If you’re reading this, I sincerely believe that your life has been touched by Stan Lee. There are some obvious examples, a large majority of you have probably either read a comic or watched a Marvel movie. If you haven’t done that, you’ve at least watched or read visual media created in the last 50 years and felt his influence regardless. We all know who Stan Lee is, but it’s hard to truly grasp how much he fundamentally changed the face of almost everything we see, so let’s talk about it.

Stanley Martin Lieber was born in 1922, in New York City. His family, Jewish immigrants from Romania, lived in a small apartment in the Bronx while Stanley found odd jobs to keep them all afloat. Stanley was hired by Marvel (at the time known as Timely Comics) when he was only a teenager. He quickly rose through the ranks, to become an editor. Believing comic books to be silly, he wrote under a pseudonym. “I’m not gonna use my real name, which I’m saving for posterity, for these silly comic books” he told the New York Times, “So I cut my first name into two.” And thus, Stanley’s alter ego was born: Stan Lee.

For 20 years, Stan Lee churned out what he considered to be formulaic comic books, growing increasingly disinterested in his job. While they were the comic books he had loved reading growing up, he now began to muse on what these spectacular heroes were doing when they weren’t fighting dastardly super villains.

DC Comics (at that time known as National Comics) were having an incredibly successful run with their Justice League comic books. As a result, Stan Lee was encouraged by his publisher to make his own superhero group. At the end of his rope, Stan Lee was ready to quit. His wife then encouraged him to write a comic the way he wanted it to be written, as the worst that could happen was that he would be fired. “If we have to do a team, that’s fine, but we’re gonna do it differently than anybody else does it,” Stan Lee recounted.

Stan Lee then co-created The Fantastic 4 with artist Jack Kirby. While the four showcased fantastic powers, they also had real human faults that would reflect in both their epic fights and less epic personal drama. Reed Richards had incredible elasticity, but was also an egomaniac. Johnny Storm had control of fire, but was incredibly reckless. Sue Richards could turn invisible at will, but lacked confidence. And most infamously, Ben Grimm had incredible super strength, at the cost of looking like a grotesque rock monster. Grimm would repeatedly interpret his appearance as the loss of his humanity.

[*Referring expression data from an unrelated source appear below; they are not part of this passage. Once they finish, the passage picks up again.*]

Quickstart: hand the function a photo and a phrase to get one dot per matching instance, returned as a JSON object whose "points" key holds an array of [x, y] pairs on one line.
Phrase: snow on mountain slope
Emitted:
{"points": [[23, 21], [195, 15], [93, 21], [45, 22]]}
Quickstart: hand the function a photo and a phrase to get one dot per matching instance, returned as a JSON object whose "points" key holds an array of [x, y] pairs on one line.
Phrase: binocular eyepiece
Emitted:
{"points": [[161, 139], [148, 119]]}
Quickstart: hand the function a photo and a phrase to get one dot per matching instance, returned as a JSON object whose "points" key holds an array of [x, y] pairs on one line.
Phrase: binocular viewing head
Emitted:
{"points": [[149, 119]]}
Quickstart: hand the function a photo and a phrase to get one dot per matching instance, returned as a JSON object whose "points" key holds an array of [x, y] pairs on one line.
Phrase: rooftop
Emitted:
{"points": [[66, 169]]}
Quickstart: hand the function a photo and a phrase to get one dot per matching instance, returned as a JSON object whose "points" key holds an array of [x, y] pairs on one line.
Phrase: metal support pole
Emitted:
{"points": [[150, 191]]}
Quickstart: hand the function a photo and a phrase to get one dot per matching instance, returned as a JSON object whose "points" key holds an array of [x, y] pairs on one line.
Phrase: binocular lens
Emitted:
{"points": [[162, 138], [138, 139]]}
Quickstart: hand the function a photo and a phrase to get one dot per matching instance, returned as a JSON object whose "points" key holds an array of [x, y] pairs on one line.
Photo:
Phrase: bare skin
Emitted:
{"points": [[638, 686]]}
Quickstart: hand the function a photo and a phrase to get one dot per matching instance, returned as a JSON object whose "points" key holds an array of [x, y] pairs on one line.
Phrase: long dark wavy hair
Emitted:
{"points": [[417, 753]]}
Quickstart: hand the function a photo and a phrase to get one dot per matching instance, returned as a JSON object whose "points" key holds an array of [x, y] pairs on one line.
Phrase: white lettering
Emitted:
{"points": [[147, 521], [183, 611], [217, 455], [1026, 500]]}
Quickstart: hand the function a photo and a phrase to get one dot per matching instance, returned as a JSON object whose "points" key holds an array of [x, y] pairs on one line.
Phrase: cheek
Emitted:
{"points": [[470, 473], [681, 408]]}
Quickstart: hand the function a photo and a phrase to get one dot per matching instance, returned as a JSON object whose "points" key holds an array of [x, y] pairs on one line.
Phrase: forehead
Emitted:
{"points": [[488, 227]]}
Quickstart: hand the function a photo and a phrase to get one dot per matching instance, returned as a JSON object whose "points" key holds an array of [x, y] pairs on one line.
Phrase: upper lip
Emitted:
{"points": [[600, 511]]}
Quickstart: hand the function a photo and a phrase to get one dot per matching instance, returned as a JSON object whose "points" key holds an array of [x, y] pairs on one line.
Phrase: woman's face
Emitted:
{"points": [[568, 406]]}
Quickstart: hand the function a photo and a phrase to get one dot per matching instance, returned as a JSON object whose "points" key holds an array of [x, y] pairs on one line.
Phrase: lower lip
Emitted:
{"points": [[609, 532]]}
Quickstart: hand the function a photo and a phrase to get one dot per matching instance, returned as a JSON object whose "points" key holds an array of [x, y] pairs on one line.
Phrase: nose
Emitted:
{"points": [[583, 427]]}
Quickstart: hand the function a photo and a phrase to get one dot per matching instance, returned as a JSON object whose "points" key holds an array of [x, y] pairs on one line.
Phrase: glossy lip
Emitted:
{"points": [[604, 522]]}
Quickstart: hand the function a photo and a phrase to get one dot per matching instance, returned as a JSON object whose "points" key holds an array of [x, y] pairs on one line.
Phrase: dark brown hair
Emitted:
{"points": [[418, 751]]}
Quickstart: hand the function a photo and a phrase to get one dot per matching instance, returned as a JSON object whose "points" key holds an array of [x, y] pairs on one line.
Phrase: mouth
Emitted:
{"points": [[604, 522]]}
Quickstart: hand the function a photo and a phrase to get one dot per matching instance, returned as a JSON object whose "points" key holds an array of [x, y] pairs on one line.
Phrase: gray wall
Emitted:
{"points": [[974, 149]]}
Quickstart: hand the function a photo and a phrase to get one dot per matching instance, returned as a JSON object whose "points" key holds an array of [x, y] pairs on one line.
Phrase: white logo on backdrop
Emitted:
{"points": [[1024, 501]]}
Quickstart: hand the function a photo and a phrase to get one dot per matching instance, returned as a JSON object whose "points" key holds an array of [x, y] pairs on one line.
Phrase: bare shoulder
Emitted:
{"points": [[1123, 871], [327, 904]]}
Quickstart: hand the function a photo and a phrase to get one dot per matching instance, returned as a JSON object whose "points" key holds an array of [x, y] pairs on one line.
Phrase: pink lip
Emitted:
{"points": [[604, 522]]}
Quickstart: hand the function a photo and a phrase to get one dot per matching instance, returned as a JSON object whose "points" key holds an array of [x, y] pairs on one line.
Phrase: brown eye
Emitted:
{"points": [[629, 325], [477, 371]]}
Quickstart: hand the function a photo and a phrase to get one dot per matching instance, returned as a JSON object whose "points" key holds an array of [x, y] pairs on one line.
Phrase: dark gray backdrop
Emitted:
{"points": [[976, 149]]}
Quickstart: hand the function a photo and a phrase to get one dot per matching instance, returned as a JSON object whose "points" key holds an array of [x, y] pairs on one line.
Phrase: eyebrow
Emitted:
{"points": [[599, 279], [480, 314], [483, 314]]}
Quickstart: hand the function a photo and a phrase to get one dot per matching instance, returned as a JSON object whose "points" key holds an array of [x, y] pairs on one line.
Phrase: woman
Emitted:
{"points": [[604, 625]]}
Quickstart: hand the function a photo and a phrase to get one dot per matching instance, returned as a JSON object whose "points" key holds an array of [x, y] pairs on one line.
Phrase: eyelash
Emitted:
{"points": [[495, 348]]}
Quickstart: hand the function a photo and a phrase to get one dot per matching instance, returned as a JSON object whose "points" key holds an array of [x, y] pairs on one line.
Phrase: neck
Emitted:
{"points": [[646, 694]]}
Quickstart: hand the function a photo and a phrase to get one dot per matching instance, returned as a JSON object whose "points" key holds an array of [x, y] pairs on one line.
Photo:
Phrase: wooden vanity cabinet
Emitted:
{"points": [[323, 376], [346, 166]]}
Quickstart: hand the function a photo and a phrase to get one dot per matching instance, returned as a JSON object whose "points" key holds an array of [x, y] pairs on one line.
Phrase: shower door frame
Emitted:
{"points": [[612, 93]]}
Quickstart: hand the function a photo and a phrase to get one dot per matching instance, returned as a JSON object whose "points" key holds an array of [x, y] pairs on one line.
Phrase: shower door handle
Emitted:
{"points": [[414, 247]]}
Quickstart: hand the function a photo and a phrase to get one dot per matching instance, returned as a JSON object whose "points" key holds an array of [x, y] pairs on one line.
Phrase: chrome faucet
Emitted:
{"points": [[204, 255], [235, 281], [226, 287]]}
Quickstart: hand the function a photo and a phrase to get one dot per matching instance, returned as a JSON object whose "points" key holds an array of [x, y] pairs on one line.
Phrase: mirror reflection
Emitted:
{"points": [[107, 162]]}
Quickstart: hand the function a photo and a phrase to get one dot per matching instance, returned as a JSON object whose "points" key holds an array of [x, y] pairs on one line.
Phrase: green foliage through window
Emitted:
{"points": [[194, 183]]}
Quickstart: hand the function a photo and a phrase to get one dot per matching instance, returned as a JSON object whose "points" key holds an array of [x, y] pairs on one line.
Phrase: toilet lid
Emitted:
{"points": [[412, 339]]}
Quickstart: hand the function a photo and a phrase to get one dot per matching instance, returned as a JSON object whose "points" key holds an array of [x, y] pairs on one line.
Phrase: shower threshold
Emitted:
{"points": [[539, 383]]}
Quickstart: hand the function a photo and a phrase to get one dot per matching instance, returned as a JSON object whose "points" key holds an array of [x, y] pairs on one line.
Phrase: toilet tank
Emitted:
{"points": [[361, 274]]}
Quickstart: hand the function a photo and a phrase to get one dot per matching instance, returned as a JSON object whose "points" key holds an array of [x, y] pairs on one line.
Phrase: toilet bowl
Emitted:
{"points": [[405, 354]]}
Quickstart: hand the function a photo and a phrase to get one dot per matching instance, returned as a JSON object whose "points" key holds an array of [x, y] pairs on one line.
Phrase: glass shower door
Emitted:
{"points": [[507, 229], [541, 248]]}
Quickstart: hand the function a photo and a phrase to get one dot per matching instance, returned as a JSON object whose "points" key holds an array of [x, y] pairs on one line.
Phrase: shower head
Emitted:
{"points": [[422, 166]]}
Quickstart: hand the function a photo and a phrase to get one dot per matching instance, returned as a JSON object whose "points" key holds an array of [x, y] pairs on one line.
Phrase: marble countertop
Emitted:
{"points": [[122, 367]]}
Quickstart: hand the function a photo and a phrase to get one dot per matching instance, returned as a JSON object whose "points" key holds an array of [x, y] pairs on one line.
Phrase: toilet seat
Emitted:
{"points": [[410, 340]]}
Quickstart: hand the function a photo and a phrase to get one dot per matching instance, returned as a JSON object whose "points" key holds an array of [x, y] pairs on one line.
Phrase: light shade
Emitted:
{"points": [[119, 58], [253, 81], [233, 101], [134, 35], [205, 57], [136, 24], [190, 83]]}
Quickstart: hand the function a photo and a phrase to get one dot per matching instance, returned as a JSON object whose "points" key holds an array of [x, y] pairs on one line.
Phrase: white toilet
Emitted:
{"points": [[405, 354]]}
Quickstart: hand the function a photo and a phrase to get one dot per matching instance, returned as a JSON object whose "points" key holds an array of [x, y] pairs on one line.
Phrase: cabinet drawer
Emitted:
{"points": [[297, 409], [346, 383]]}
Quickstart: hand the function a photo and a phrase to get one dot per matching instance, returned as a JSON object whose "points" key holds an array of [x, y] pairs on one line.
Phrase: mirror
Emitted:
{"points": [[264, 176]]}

These human elements interlaced with classic superhero stories were a massive success. And this success allowed him to cocreate more superheros with artists Jack Kirby and Steve Ditko. “What I tried to do was take these characters, who are obviously bigger than life and fictitious, and make them seem real,” Stan Lee explains “They’ve got these powers, they do wonderful things. But what are the things they worry them? What are the things that frustrate them?”

And it showed as he created some of the most iconic characters of all time. Tony Stark, a genius arms dealer trying to find better ways to help people, while suffering from his alcoholism. Thor, a literal god attempting to learn how to be human. Steve Rogers, the perfect WWII soldier who finds himself in a era he doesn’t understand. Bruce Banner, a scientist trying to escape his horrific self-destructive nature. The X-Men, mutants facing endless persecution and oppression for the way that they’re born. The Silver Surfer, a cosmicbeing traveling the universe and trying to live a life of pacifism. And Peter Parker, whose tragic origins have ensured that he will always put the greater good before himself, no matter the personal toll.

Stan Lee loved and understood people, and it showed in his work. These comics influenced other comics, movies, and most of the media we consume today. Stan Lee showed us that the measure of a hero isn’t how effortlessly they beat up the bad guy, but rather how they persevere despite the odds, how they get up despite being knocked down, and how they always choose to do the right thing. In the words of Spider-Man, “No one can win every battle, but no man should fall without a struggle!”